De ser así, la recesión que están experimentando casi todos los países ricos se prolongará por mucho tiempo. Aun cuando no se transformara en una depresión, tendría secuelas nada felices para los millones que se quedarían sin trabajo y para los jubilados que dependen de fondos de pensión golpeados por la caída bursátil. De éstos, muchos ya se han resignado a vivir de mensualidades mucho más magras de lo previsto.

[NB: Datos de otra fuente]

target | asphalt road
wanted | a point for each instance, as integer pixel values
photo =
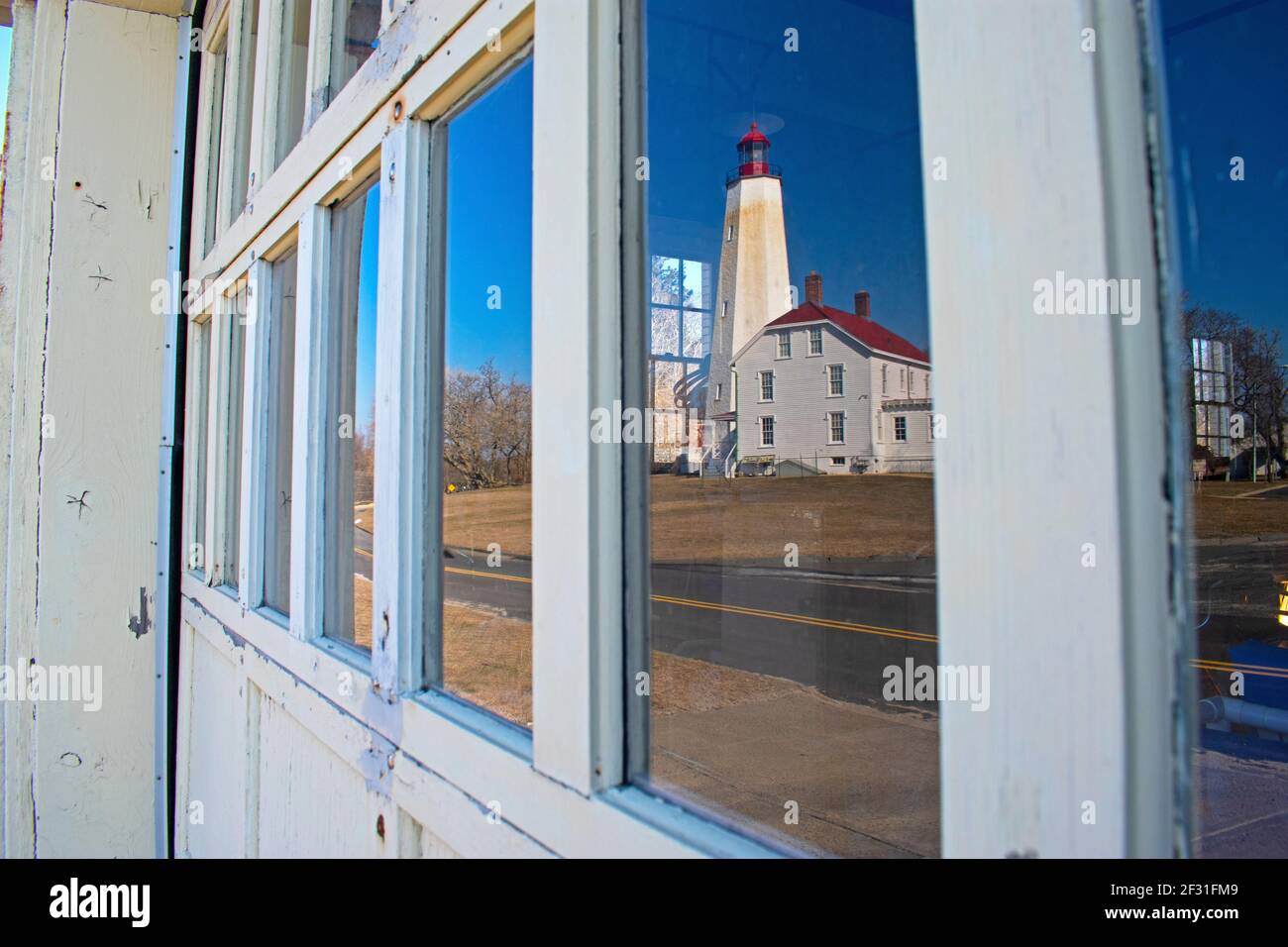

En los países pobres, el impacto será aún más violento. Los exportadores de petróleo, minerales y productos agrícolas se han visto privados de una proporción sustancial de los ingresos que sus respectivos gobiernos creyeron asegurados, mientras que los exportadores de bienes industriales y servicios, encabezados por China y la India, han visto achicarse su clientela. Como si esto ya no fuera suficiente, docenas de países pobres tienen que afrontar una fuga de capitales que según un vocero del FMI "puede representar la mitad del PBI". En las zonas menos estables del mundo, esta combinación nefasta de males resultará devastadora.

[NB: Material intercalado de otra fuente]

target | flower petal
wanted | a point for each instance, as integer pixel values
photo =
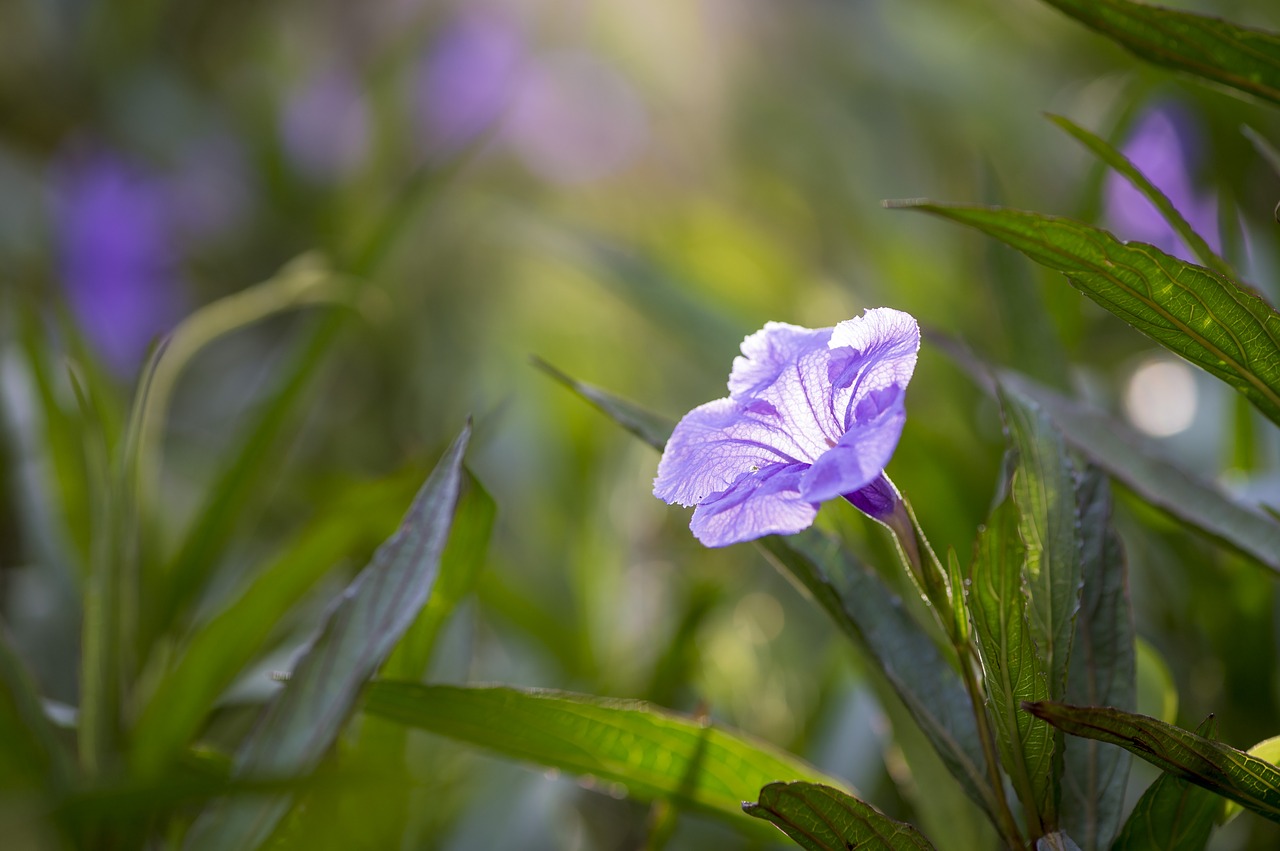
(766, 502)
(769, 351)
(718, 443)
(872, 352)
(862, 453)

Todo economista sabe que a veces una virtud privada puede ser un vicio colectivo. A entender de los moralistas, la "sociedad de consumo" es un engendro miserable porque privilegia los instintos más bajos del hombre. Para parafrasear a Oscar Wilde, está hecha a la medida de quienes conocen el precio de todo y el valor de nada. Pero por desgracia es la única capaz de generar riqueza en cantidades suficientes como para satisfacer las necesidades básicas de todos sus propios habitantes y un número creciente de quienes viven en países paupérrimos. Es por eso que los gobiernos del Primer Mundo rezan para que el consumo se recupere lo antes posible y, en un esfuerzo por estimularlo, están inyectando cantidades apenas concebibles de dinero en el sistema bancario. Hasta ahora, tales aportes no han surtido efecto; de triunfar la tesis de los partidarios de un estilo de vida más austero, y en teoría por lo menos mucho más digno, el mundo entero enfrentará un futuro de pobreza y, en algunos países, de caos brutal.